Но я не готов уходить. Не могу отвести взгляд от куклы себя. Не могу перестать трогать. Поворачиваюсь к остальным.
— Кто у вас тут главный по куклам? — спрашиваю.
Поднимает руку жирдяй в гавайской рубашке.
— Сделай мне такую.
— Прошу прощения, господин президент?
— Я хочу себе такую же куклу себя.
— Господин президент… — говорит он.
— Конечно-конечно, господин президент, — говорит другой — этот стремный, мелкий и в костюме.
— Хорошо. К концу недели, — говорю я.
— Да, сэр.
— И чтоб могла ходить, двигаться и есть.
— Да, сэр.
— И чтоб ей нравилась такая же еда, как и мне.
— Они не могут…
— Хочу куклу, чтоб ей нравилась такая же еда.

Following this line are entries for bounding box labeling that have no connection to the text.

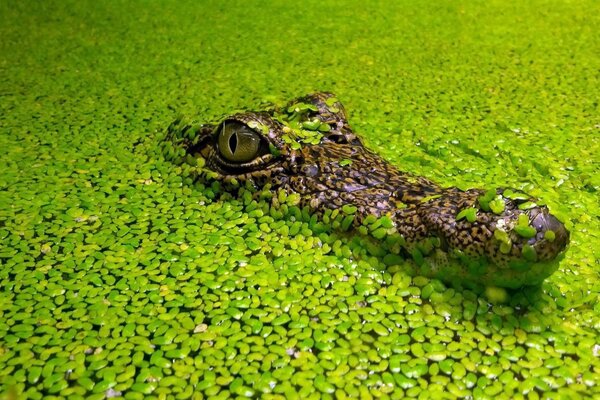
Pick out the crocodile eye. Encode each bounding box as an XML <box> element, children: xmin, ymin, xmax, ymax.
<box><xmin>218</xmin><ymin>122</ymin><xmax>261</xmax><ymax>163</ymax></box>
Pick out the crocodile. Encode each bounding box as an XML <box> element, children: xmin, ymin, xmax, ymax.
<box><xmin>164</xmin><ymin>92</ymin><xmax>570</xmax><ymax>288</ymax></box>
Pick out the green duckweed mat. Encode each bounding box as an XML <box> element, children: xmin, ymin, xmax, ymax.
<box><xmin>0</xmin><ymin>0</ymin><xmax>600</xmax><ymax>399</ymax></box>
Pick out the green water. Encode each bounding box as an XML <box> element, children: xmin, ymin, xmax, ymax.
<box><xmin>0</xmin><ymin>1</ymin><xmax>600</xmax><ymax>399</ymax></box>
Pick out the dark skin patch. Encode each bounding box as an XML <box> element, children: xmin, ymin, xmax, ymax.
<box><xmin>167</xmin><ymin>93</ymin><xmax>569</xmax><ymax>284</ymax></box>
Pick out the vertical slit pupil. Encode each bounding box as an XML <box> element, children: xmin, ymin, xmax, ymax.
<box><xmin>229</xmin><ymin>133</ymin><xmax>237</xmax><ymax>153</ymax></box>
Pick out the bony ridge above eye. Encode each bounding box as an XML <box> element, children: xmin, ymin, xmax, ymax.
<box><xmin>217</xmin><ymin>121</ymin><xmax>261</xmax><ymax>163</ymax></box>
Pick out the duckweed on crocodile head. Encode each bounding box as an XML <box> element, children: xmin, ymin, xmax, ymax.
<box><xmin>0</xmin><ymin>1</ymin><xmax>600</xmax><ymax>399</ymax></box>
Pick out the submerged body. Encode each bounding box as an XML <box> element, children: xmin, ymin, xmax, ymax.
<box><xmin>166</xmin><ymin>93</ymin><xmax>569</xmax><ymax>288</ymax></box>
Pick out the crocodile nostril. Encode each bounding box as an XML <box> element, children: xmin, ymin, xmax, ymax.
<box><xmin>531</xmin><ymin>209</ymin><xmax>569</xmax><ymax>252</ymax></box>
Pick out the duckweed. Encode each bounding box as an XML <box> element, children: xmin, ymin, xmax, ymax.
<box><xmin>0</xmin><ymin>1</ymin><xmax>600</xmax><ymax>399</ymax></box>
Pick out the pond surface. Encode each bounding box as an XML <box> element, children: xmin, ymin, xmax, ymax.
<box><xmin>0</xmin><ymin>1</ymin><xmax>600</xmax><ymax>399</ymax></box>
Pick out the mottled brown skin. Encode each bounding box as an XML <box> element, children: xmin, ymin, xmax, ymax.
<box><xmin>169</xmin><ymin>93</ymin><xmax>569</xmax><ymax>284</ymax></box>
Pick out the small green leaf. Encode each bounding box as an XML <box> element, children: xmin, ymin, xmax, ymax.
<box><xmin>489</xmin><ymin>196</ymin><xmax>506</xmax><ymax>215</ymax></box>
<box><xmin>521</xmin><ymin>244</ymin><xmax>537</xmax><ymax>261</ymax></box>
<box><xmin>544</xmin><ymin>231</ymin><xmax>556</xmax><ymax>242</ymax></box>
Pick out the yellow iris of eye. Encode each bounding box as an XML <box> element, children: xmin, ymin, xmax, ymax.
<box><xmin>218</xmin><ymin>122</ymin><xmax>260</xmax><ymax>163</ymax></box>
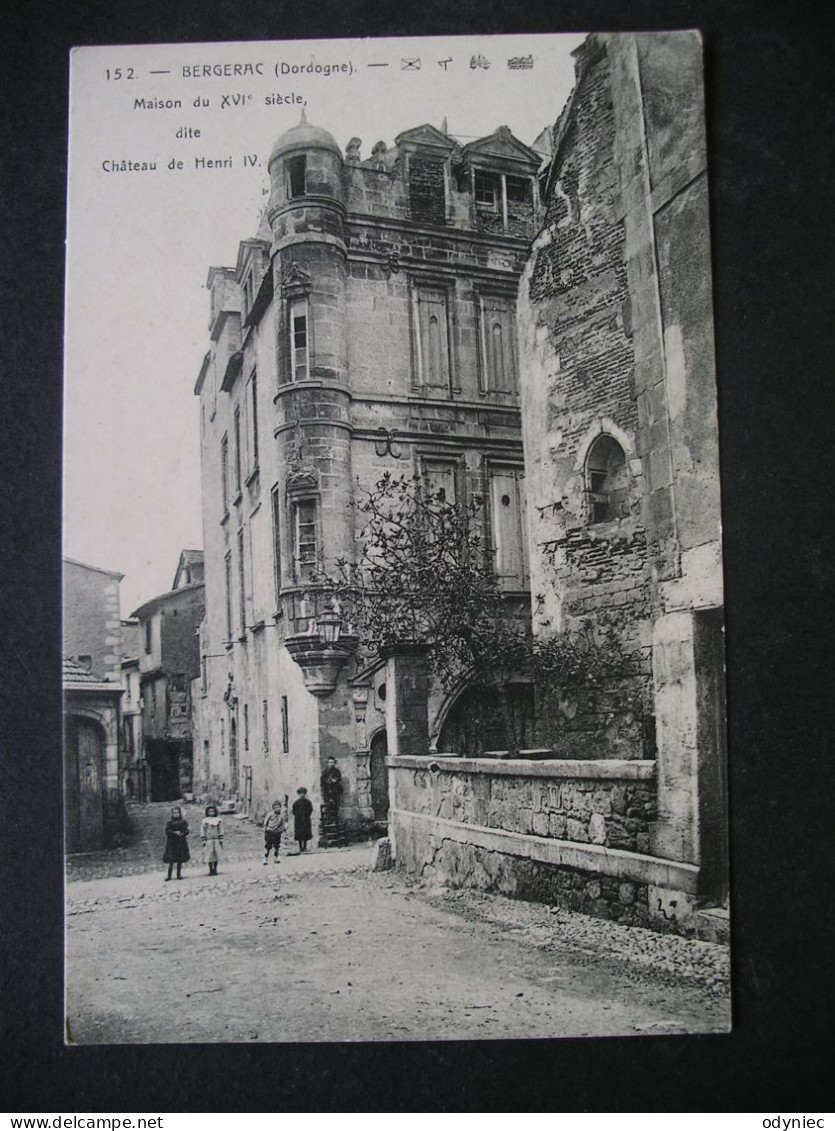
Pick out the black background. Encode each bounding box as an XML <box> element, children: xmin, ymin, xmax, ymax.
<box><xmin>0</xmin><ymin>0</ymin><xmax>835</xmax><ymax>1113</ymax></box>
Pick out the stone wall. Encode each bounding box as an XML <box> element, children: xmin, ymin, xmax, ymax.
<box><xmin>517</xmin><ymin>32</ymin><xmax>726</xmax><ymax>900</ymax></box>
<box><xmin>62</xmin><ymin>559</ymin><xmax>122</xmax><ymax>682</ymax></box>
<box><xmin>396</xmin><ymin>758</ymin><xmax>656</xmax><ymax>852</ymax></box>
<box><xmin>387</xmin><ymin>757</ymin><xmax>697</xmax><ymax>933</ymax></box>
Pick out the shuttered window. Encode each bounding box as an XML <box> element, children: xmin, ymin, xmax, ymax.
<box><xmin>422</xmin><ymin>459</ymin><xmax>458</xmax><ymax>504</ymax></box>
<box><xmin>490</xmin><ymin>467</ymin><xmax>530</xmax><ymax>589</ymax></box>
<box><xmin>415</xmin><ymin>287</ymin><xmax>449</xmax><ymax>391</ymax></box>
<box><xmin>293</xmin><ymin>499</ymin><xmax>317</xmax><ymax>581</ymax></box>
<box><xmin>290</xmin><ymin>299</ymin><xmax>310</xmax><ymax>381</ymax></box>
<box><xmin>480</xmin><ymin>295</ymin><xmax>518</xmax><ymax>394</ymax></box>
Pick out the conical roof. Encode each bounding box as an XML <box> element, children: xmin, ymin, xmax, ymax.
<box><xmin>269</xmin><ymin>111</ymin><xmax>342</xmax><ymax>163</ymax></box>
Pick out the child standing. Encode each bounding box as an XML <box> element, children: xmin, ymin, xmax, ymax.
<box><xmin>264</xmin><ymin>801</ymin><xmax>284</xmax><ymax>864</ymax></box>
<box><xmin>163</xmin><ymin>805</ymin><xmax>189</xmax><ymax>880</ymax></box>
<box><xmin>200</xmin><ymin>805</ymin><xmax>223</xmax><ymax>875</ymax></box>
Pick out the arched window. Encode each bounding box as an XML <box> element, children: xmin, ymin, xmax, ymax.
<box><xmin>586</xmin><ymin>433</ymin><xmax>629</xmax><ymax>523</ymax></box>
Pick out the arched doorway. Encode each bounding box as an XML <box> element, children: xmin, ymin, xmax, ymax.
<box><xmin>63</xmin><ymin>715</ymin><xmax>105</xmax><ymax>853</ymax></box>
<box><xmin>438</xmin><ymin>683</ymin><xmax>534</xmax><ymax>758</ymax></box>
<box><xmin>369</xmin><ymin>729</ymin><xmax>388</xmax><ymax>821</ymax></box>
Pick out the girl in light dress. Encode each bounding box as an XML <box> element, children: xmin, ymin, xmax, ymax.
<box><xmin>200</xmin><ymin>805</ymin><xmax>223</xmax><ymax>875</ymax></box>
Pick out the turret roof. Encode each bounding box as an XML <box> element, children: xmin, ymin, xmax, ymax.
<box><xmin>269</xmin><ymin>111</ymin><xmax>342</xmax><ymax>163</ymax></box>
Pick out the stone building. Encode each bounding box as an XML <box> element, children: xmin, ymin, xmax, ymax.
<box><xmin>63</xmin><ymin>658</ymin><xmax>122</xmax><ymax>853</ymax></box>
<box><xmin>62</xmin><ymin>558</ymin><xmax>123</xmax><ymax>852</ymax></box>
<box><xmin>121</xmin><ymin>621</ymin><xmax>145</xmax><ymax>801</ymax></box>
<box><xmin>62</xmin><ymin>558</ymin><xmax>124</xmax><ymax>683</ymax></box>
<box><xmin>133</xmin><ymin>550</ymin><xmax>205</xmax><ymax>801</ymax></box>
<box><xmin>195</xmin><ymin>120</ymin><xmax>541</xmax><ymax>841</ymax></box>
<box><xmin>391</xmin><ymin>33</ymin><xmax>728</xmax><ymax>938</ymax></box>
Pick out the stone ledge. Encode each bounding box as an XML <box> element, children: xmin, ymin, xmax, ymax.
<box><xmin>386</xmin><ymin>754</ymin><xmax>655</xmax><ymax>782</ymax></box>
<box><xmin>389</xmin><ymin>809</ymin><xmax>699</xmax><ymax>895</ymax></box>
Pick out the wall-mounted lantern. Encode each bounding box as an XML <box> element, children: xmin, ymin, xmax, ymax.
<box><xmin>284</xmin><ymin>601</ymin><xmax>360</xmax><ymax>696</ymax></box>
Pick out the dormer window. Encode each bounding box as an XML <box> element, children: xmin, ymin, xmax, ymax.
<box><xmin>285</xmin><ymin>156</ymin><xmax>308</xmax><ymax>200</ymax></box>
<box><xmin>474</xmin><ymin>173</ymin><xmax>500</xmax><ymax>211</ymax></box>
<box><xmin>507</xmin><ymin>176</ymin><xmax>532</xmax><ymax>205</ymax></box>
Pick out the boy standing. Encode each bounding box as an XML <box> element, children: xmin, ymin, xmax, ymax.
<box><xmin>264</xmin><ymin>801</ymin><xmax>284</xmax><ymax>864</ymax></box>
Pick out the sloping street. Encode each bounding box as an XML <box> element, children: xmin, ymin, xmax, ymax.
<box><xmin>67</xmin><ymin>805</ymin><xmax>730</xmax><ymax>1044</ymax></box>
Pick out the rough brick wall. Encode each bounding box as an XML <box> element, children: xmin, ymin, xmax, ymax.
<box><xmin>408</xmin><ymin>155</ymin><xmax>446</xmax><ymax>224</ymax></box>
<box><xmin>420</xmin><ymin>838</ymin><xmax>657</xmax><ymax>927</ymax></box>
<box><xmin>519</xmin><ymin>41</ymin><xmax>654</xmax><ymax>758</ymax></box>
<box><xmin>397</xmin><ymin>768</ymin><xmax>656</xmax><ymax>853</ymax></box>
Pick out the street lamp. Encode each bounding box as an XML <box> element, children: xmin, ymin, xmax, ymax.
<box><xmin>316</xmin><ymin>608</ymin><xmax>342</xmax><ymax>644</ymax></box>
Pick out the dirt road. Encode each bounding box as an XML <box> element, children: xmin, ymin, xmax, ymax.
<box><xmin>67</xmin><ymin>814</ymin><xmax>730</xmax><ymax>1044</ymax></box>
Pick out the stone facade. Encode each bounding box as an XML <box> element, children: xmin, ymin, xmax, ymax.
<box><xmin>132</xmin><ymin>551</ymin><xmax>205</xmax><ymax>801</ymax></box>
<box><xmin>196</xmin><ymin>121</ymin><xmax>540</xmax><ymax>830</ymax></box>
<box><xmin>63</xmin><ymin>658</ymin><xmax>123</xmax><ymax>853</ymax></box>
<box><xmin>389</xmin><ymin>33</ymin><xmax>728</xmax><ymax>933</ymax></box>
<box><xmin>62</xmin><ymin>558</ymin><xmax>124</xmax><ymax>683</ymax></box>
<box><xmin>519</xmin><ymin>33</ymin><xmax>726</xmax><ymax>900</ymax></box>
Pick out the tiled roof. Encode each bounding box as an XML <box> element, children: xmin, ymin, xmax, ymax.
<box><xmin>63</xmin><ymin>656</ymin><xmax>104</xmax><ymax>687</ymax></box>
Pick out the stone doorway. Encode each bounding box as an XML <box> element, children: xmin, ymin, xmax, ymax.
<box><xmin>63</xmin><ymin>716</ymin><xmax>104</xmax><ymax>853</ymax></box>
<box><xmin>146</xmin><ymin>739</ymin><xmax>182</xmax><ymax>801</ymax></box>
<box><xmin>369</xmin><ymin>731</ymin><xmax>388</xmax><ymax>821</ymax></box>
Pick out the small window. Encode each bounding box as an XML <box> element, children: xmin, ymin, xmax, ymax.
<box><xmin>249</xmin><ymin>372</ymin><xmax>258</xmax><ymax>472</ymax></box>
<box><xmin>270</xmin><ymin>486</ymin><xmax>282</xmax><ymax>608</ymax></box>
<box><xmin>282</xmin><ymin>696</ymin><xmax>290</xmax><ymax>754</ymax></box>
<box><xmin>294</xmin><ymin>499</ymin><xmax>317</xmax><ymax>581</ymax></box>
<box><xmin>479</xmin><ymin>295</ymin><xmax>518</xmax><ymax>396</ymax></box>
<box><xmin>490</xmin><ymin>467</ymin><xmax>530</xmax><ymax>590</ymax></box>
<box><xmin>221</xmin><ymin>435</ymin><xmax>229</xmax><ymax>515</ymax></box>
<box><xmin>505</xmin><ymin>176</ymin><xmax>531</xmax><ymax>205</ymax></box>
<box><xmin>285</xmin><ymin>156</ymin><xmax>308</xmax><ymax>200</ymax></box>
<box><xmin>238</xmin><ymin>527</ymin><xmax>247</xmax><ymax>636</ymax></box>
<box><xmin>233</xmin><ymin>408</ymin><xmax>241</xmax><ymax>495</ymax></box>
<box><xmin>415</xmin><ymin>287</ymin><xmax>450</xmax><ymax>396</ymax></box>
<box><xmin>224</xmin><ymin>553</ymin><xmax>232</xmax><ymax>644</ymax></box>
<box><xmin>586</xmin><ymin>435</ymin><xmax>629</xmax><ymax>523</ymax></box>
<box><xmin>290</xmin><ymin>299</ymin><xmax>309</xmax><ymax>381</ymax></box>
<box><xmin>475</xmin><ymin>173</ymin><xmax>499</xmax><ymax>211</ymax></box>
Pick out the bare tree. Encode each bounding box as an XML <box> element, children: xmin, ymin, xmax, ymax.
<box><xmin>319</xmin><ymin>473</ymin><xmax>623</xmax><ymax>756</ymax></box>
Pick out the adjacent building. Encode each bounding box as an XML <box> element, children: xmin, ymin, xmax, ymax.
<box><xmin>62</xmin><ymin>558</ymin><xmax>124</xmax><ymax>683</ymax></box>
<box><xmin>195</xmin><ymin>119</ymin><xmax>541</xmax><ymax>829</ymax></box>
<box><xmin>121</xmin><ymin>620</ymin><xmax>144</xmax><ymax>801</ymax></box>
<box><xmin>389</xmin><ymin>33</ymin><xmax>728</xmax><ymax>938</ymax></box>
<box><xmin>62</xmin><ymin>558</ymin><xmax>123</xmax><ymax>853</ymax></box>
<box><xmin>133</xmin><ymin>550</ymin><xmax>205</xmax><ymax>801</ymax></box>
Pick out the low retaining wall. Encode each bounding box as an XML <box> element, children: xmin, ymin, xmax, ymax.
<box><xmin>387</xmin><ymin>757</ymin><xmax>698</xmax><ymax>933</ymax></box>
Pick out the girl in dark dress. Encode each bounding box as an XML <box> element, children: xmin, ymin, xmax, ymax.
<box><xmin>287</xmin><ymin>786</ymin><xmax>313</xmax><ymax>852</ymax></box>
<box><xmin>163</xmin><ymin>805</ymin><xmax>190</xmax><ymax>880</ymax></box>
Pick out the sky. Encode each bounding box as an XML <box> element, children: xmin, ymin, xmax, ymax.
<box><xmin>63</xmin><ymin>35</ymin><xmax>584</xmax><ymax>616</ymax></box>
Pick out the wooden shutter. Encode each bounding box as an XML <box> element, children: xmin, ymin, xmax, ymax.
<box><xmin>481</xmin><ymin>295</ymin><xmax>518</xmax><ymax>394</ymax></box>
<box><xmin>418</xmin><ymin>290</ymin><xmax>449</xmax><ymax>390</ymax></box>
<box><xmin>490</xmin><ymin>467</ymin><xmax>530</xmax><ymax>589</ymax></box>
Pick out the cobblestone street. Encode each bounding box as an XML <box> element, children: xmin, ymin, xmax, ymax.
<box><xmin>67</xmin><ymin>805</ymin><xmax>730</xmax><ymax>1044</ymax></box>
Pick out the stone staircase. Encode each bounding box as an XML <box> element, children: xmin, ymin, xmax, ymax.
<box><xmin>319</xmin><ymin>805</ymin><xmax>347</xmax><ymax>848</ymax></box>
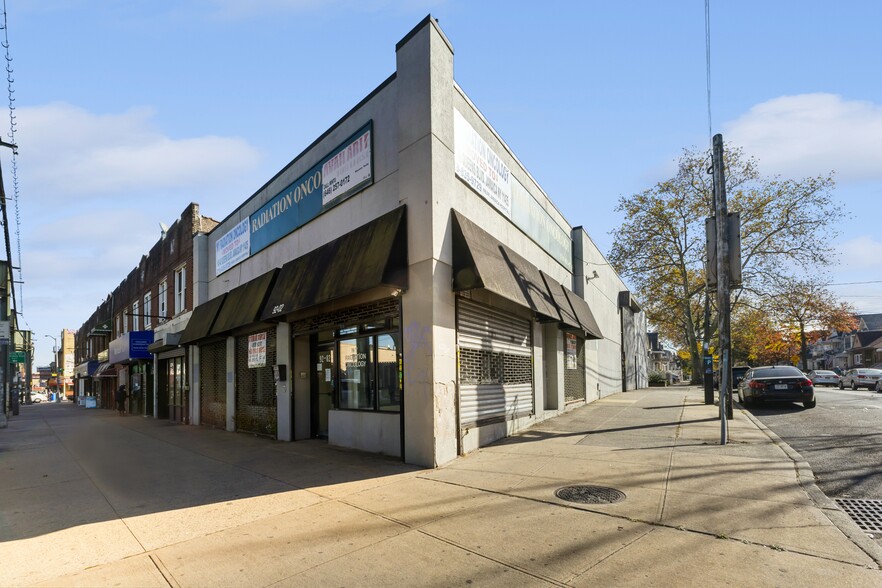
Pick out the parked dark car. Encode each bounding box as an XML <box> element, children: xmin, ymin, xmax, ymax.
<box><xmin>714</xmin><ymin>365</ymin><xmax>750</xmax><ymax>390</ymax></box>
<box><xmin>738</xmin><ymin>365</ymin><xmax>816</xmax><ymax>408</ymax></box>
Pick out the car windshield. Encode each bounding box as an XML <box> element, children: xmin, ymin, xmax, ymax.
<box><xmin>753</xmin><ymin>365</ymin><xmax>805</xmax><ymax>379</ymax></box>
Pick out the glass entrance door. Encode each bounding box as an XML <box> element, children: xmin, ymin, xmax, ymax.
<box><xmin>311</xmin><ymin>343</ymin><xmax>337</xmax><ymax>439</ymax></box>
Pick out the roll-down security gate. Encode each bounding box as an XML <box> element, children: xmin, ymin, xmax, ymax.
<box><xmin>456</xmin><ymin>297</ymin><xmax>533</xmax><ymax>425</ymax></box>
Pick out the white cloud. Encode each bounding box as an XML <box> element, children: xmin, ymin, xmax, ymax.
<box><xmin>724</xmin><ymin>93</ymin><xmax>882</xmax><ymax>181</ymax></box>
<box><xmin>16</xmin><ymin>103</ymin><xmax>260</xmax><ymax>201</ymax></box>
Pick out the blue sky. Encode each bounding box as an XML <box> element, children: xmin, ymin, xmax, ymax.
<box><xmin>0</xmin><ymin>0</ymin><xmax>882</xmax><ymax>365</ymax></box>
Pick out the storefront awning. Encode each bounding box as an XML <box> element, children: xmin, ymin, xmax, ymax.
<box><xmin>211</xmin><ymin>269</ymin><xmax>279</xmax><ymax>335</ymax></box>
<box><xmin>179</xmin><ymin>294</ymin><xmax>227</xmax><ymax>345</ymax></box>
<box><xmin>453</xmin><ymin>210</ymin><xmax>560</xmax><ymax>320</ymax></box>
<box><xmin>261</xmin><ymin>206</ymin><xmax>407</xmax><ymax>321</ymax></box>
<box><xmin>542</xmin><ymin>272</ymin><xmax>582</xmax><ymax>330</ymax></box>
<box><xmin>92</xmin><ymin>363</ymin><xmax>117</xmax><ymax>378</ymax></box>
<box><xmin>74</xmin><ymin>359</ymin><xmax>98</xmax><ymax>378</ymax></box>
<box><xmin>563</xmin><ymin>286</ymin><xmax>603</xmax><ymax>339</ymax></box>
<box><xmin>147</xmin><ymin>331</ymin><xmax>183</xmax><ymax>354</ymax></box>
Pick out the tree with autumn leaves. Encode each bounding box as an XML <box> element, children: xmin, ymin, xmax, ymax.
<box><xmin>609</xmin><ymin>145</ymin><xmax>853</xmax><ymax>380</ymax></box>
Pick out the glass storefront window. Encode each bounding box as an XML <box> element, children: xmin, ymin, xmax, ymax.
<box><xmin>339</xmin><ymin>337</ymin><xmax>374</xmax><ymax>410</ymax></box>
<box><xmin>377</xmin><ymin>333</ymin><xmax>401</xmax><ymax>412</ymax></box>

Стремный и гавайский переглядываются.
— Да, сэр, — говорит стремный клоп.
— И черного пацана вы тоже сделайте. А то по-идиотски будете выглядеть, когда кукла скажет мою речь, а черного пацана-робота нет.
— Да, сэр.
Дальше я лечу в собственном личном президентском вертолете в Мар-а-Лаго. Я переделал салон; теперь тут все из золота — не просто позолоченные стены, но и подлокотники из золота, и занавески, и столики. Из настоящего золота. А на встроенном телевизоре — закольцованная запись, где я в замедленном движении машу и улыбаюсь радостным толпам. Большим толпам. По-моему, другим пассажирам хорошо на душе, когда они видят на экране, насколько Америка меня любит. Настоящая Америка. Не Голливуд. Не элита. Не то болото, которое я осушаю.
Я смотрю свои шоу. Вот я играю в гольф. Пожимаю руки каким-то уродам. Шучу, и все смеются. Ем гамбургеры. В Мар-а-Лаго есть частный «Макдональдс» для меня одного. Но не маленький; реально большой, говорят, самый большой «Макдональдс» в мире. Могу садиться на самые разные золотые сиденья, смотря по настроению. И столики обслуживают, это необычно. Мелонии и пацана нет. Не знаю, где они. Хотелось бы мне ее любить. Но с первой леди развестись нельзя. Я проверял. Она неблагодарная и уже не такая молодая. Сколько ей там, сорок пять? Не знаю, но давайте скажем прямо: я миллиардер и президент Соединенных Штатов. Какой в этом всем смысл, если мне не достаются юные киски? Прям как в «Сумеречной зоне», когда наконец получаешь все, что хотел, а юных кисок — нельзя. В смысле и у меня уже не то желание, что раньше. Это я никому не скажу. Не надо им знать. Повредит репутации. Но с таблетками я могу все, что требуется от стояка, и скажу вам прямо, мне звонит много актрисок, втайне, потому что в Голливуде вредно появляться со мной на людях, но они звонят и говорят: «Господин президент, хочу вам отдаться». Много знаменитых актрисок и певичек тоже. Прикольно. Говорят: «Господин президент, верните мне былое величие». Иногда говорят: «Господин президент, арестуйте меня». Говорят: «Господин президент, у вас наверняка бальшущий!» Но мне нельзя, потому что секс, когда ты президент Соединенных Штатов, — это дело публичное. Мне одиноко.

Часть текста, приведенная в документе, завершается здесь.